Here is a cheesy story.
Even though our correspondent, Claudia Parker, had some very interesting things happen to her since I’ve known her in the past 10 months or so, this Evergreen Park Christian, wife, mother, author and speaker (that’s how she signs her e-mails) had a pretty bizarre series of events happen to her last week.
It all started when her 6-year-old daughter took a bite out of a slice of cheese and it crunched. Cheese isn’t supposed to be crunchy.
At first, she feared the worst.
“I swear when you look at it up close it looks like tiny pieces of glass,” she said. “It’s in the entire pack of cheese. What the heck....I’ve been feeding this to my kids!”
After a few days of investigation, including having the cheese examined by Little Company of Mary Hospital and the Illinois Health Department, it was determined that it could be something as harmful as glass or hard plastic or it could be just crystallized salt.
“That sure beats glass,” she said.
Parker said she has drawn some television interest in the story, pending the investigation. She said the cheese was voluntarily pulled from the store she bought it from.
This latest incident comes on the heels of Parker dropping her cell phone in the toilet but that’s another story. That story, by the way, can be found in the debut of her column on page 12. Her columns will run every second and fourth weeks of the month.
He’s not giving up
Phillip Topcik’s quest for a an answer to a near 50-year question of identifying the make and model of his car hit another dead end when no one from our area responded to a column I did in the May 22 editions of the Reporter and Regional.
It is a rare car that was made in Germany for a movie star and it once belonged to John and Anne Greeneltch of Oak Lawn and sold to a Volkswagen dealership in Evergreen Park.
Topcik, who lives in St. Augustine, Fla., bought the car in 1967 and has explored many different avenues trying to locate that information including contacting national and international car magazines and even reached out to Jay Leno. He was hoping we could help and that someone from the area might have remembered talking to John about the car and might remember him mentioning the make and model.

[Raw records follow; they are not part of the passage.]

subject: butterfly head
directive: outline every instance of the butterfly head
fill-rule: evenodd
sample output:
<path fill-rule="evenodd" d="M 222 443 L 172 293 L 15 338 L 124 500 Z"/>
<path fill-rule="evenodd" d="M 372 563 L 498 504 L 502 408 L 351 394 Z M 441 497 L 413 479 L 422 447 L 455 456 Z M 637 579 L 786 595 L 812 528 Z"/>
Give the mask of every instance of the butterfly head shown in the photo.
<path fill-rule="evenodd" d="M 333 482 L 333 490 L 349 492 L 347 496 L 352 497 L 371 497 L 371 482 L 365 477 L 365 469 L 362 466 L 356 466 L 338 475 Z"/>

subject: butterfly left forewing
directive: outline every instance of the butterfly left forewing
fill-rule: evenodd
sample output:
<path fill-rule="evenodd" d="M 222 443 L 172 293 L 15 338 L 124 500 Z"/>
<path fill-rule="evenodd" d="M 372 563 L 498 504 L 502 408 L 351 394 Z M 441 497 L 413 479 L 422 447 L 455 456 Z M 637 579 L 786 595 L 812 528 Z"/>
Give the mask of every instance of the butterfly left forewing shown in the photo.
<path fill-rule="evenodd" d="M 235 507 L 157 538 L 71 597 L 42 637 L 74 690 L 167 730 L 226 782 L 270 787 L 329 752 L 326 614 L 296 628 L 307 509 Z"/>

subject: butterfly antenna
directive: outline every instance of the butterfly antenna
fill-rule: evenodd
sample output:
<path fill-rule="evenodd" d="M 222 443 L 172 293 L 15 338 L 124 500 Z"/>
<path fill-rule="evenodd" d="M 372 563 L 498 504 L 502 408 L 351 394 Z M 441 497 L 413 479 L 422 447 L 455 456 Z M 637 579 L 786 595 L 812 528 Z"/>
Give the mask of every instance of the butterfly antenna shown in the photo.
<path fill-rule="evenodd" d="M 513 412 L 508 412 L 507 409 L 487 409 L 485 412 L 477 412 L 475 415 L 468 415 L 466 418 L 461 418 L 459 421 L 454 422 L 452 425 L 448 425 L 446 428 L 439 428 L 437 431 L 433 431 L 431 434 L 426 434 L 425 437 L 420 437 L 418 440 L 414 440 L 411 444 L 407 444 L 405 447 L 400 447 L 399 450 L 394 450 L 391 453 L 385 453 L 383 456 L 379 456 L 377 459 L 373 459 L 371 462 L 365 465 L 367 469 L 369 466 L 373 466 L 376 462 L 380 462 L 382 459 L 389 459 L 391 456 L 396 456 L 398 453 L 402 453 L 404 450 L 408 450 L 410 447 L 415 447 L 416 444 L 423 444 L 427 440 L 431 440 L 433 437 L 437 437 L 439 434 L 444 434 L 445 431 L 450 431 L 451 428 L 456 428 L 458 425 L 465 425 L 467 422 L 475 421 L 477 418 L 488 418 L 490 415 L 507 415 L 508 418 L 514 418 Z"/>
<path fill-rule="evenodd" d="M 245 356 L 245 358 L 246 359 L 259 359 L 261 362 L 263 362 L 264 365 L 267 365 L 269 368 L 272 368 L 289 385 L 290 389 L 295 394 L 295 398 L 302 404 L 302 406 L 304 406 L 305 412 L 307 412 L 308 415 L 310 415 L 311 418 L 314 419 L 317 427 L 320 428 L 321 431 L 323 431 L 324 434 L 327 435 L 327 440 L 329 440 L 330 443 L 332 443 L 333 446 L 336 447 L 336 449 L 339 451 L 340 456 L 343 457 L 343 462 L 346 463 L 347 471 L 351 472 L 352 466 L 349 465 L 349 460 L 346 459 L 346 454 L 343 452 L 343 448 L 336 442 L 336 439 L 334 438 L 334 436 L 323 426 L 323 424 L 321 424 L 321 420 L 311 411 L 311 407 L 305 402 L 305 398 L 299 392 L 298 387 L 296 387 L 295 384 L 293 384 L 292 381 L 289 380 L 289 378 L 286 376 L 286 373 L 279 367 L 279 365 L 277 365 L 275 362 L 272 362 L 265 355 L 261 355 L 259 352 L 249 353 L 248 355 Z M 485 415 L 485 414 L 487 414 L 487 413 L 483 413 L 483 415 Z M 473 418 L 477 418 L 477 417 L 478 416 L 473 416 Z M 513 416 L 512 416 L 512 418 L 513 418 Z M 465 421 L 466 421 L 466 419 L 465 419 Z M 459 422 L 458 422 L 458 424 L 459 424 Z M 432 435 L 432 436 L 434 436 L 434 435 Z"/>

When the story appeared in our papers, he was on a cruise in Alaska and did not have Internet access. But when he got off the ship he went to a library, logged into a computer and…
“I double checked my e-mail six times,” he said. “Not a one. Maybe the people we’re looking for are all in the old-folks home somewhere.’’
He is not giving up. He said a newspaper in Florida will try to help out and get him in contact with more magazines and he may seek advice at an East Coast car show.
“So far it’s been dead end after dead end after dead end,” he said. “I know someone out there has to know what kind of car this is.’’
Finish line coming up soon
None of us need to be reminded of how old we are getting and how time is flying by.
But I picked up a double whammy on Saturday.
First, I went to my nephew’s graduation party and the fact that he is graduating high school already put me in a where-did-the-time-go frame of mind.
Then there was that stupid horse race.
The whole weekend, the focus was on California Chrome, who was trying to become the first hoss to win the Triple Crown since Affirmed in 1978.
Oh, 1978 was the year I graduated high school, to Saturday pretty much affirmed my position in this race.